25 Oct 2017 22:07

Spain's high court rejects appeal against decision to extradite Russian programmer Lisov to U.S. - lawyer

MOSCOW. Oct 25 (Interfax) - The National High Court of Spain has upheld a decision to extradite to the United States the Russian programmer Stanislav Lisov, who has been accused by the U.S. of cyber fraud costing $855,000.

"On October 24 the defense for Stanislav Lisov received a resolution from the National High Court's plenary session rejecting the appeal against the decision on his extradition," his lawyer Oleg Gubarev told Interfax on Wednesday.

A final decision on the matter will be made by the Spanish government, he said.

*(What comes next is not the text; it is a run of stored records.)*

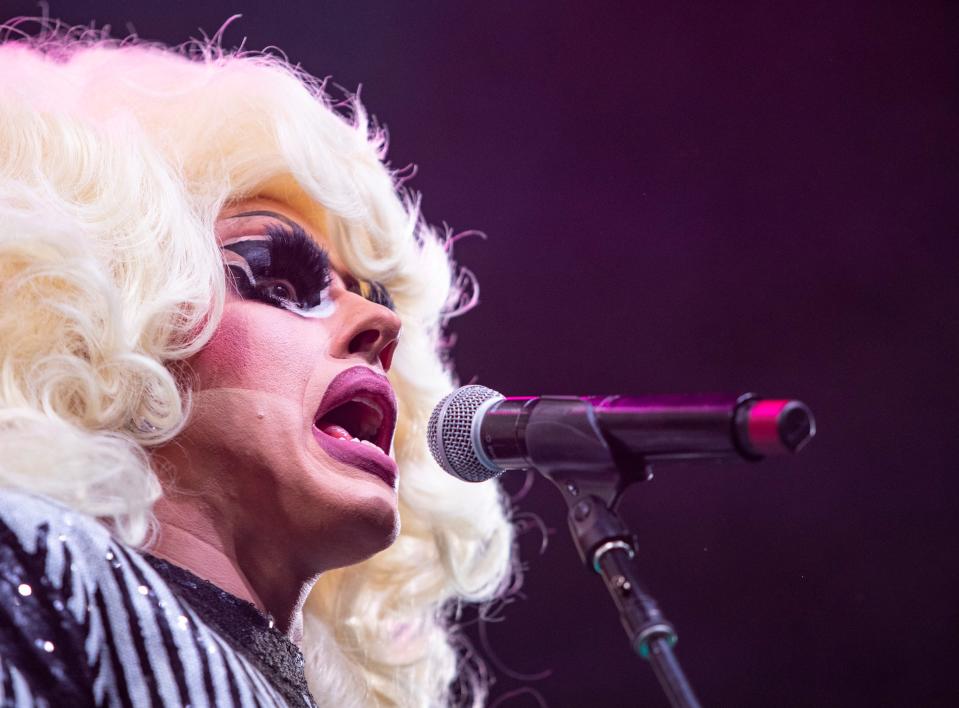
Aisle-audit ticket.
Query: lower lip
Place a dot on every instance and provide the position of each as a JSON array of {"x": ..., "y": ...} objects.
[{"x": 357, "y": 455}]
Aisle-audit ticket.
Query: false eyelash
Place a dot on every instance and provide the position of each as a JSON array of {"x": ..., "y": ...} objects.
[{"x": 299, "y": 259}]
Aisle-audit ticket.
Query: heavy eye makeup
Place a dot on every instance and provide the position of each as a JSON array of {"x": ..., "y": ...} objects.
[{"x": 286, "y": 268}]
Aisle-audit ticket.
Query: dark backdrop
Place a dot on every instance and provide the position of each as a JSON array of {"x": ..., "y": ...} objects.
[{"x": 695, "y": 198}]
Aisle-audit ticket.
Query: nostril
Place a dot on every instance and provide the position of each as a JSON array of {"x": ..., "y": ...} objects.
[
  {"x": 386, "y": 356},
  {"x": 364, "y": 341}
]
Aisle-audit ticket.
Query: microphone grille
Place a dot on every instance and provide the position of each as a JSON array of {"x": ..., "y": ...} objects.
[{"x": 450, "y": 433}]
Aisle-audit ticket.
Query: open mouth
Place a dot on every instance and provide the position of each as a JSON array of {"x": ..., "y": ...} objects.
[
  {"x": 361, "y": 419},
  {"x": 358, "y": 406}
]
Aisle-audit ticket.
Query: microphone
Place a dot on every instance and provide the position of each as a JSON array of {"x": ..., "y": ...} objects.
[{"x": 476, "y": 433}]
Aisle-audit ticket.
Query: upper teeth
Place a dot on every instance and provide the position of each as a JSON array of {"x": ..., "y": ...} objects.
[{"x": 367, "y": 442}]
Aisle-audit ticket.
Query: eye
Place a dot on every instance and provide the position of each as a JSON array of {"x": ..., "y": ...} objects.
[{"x": 276, "y": 290}]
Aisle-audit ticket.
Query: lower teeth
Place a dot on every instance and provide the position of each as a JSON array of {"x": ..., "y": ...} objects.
[{"x": 366, "y": 442}]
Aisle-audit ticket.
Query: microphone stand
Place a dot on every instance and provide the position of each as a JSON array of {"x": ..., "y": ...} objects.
[{"x": 591, "y": 480}]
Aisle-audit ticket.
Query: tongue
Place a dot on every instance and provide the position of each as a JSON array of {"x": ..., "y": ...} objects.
[{"x": 335, "y": 431}]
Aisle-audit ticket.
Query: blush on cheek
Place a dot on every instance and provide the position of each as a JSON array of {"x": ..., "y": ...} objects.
[{"x": 259, "y": 347}]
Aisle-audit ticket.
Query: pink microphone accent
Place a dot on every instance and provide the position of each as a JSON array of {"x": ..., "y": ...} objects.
[{"x": 763, "y": 427}]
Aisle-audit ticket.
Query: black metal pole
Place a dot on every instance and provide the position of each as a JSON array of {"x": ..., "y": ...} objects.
[{"x": 605, "y": 543}]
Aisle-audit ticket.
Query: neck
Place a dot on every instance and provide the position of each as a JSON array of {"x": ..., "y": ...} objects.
[{"x": 196, "y": 537}]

Not only has this plenary session resolution done nothing to clarify the situation around the illegal detention, it has not clarified the case circumstances at all, the lawyer said.

"The situation is so absurd that, according to the case files, the detention order, which supposedly exists but does not figure anywhere, was back-dated one year (August 2015) before the case proper started (August 2016)," he said. "All this throws doubt on the very existence of this order, i.e. the legal grounds for imprisoning our client," Gubarev said.

The defense is planning to turn to the Spanish constitutional court "and, once all remedies have been exhausted in that country, to the European Court of Human Rights," he said.

After conferring with Lisov, his lawyers will ask the Spanish court to suspend the extradition due to the violation of Lisov's constitutional rights, the lawyer said.

In January of this year Russian Foreign Ministry spokeswoman Maria Zakharova said that a Russian citizen, Stanislav Lisov, had been held in Barcelona over U.S. accusations of cyberfraud.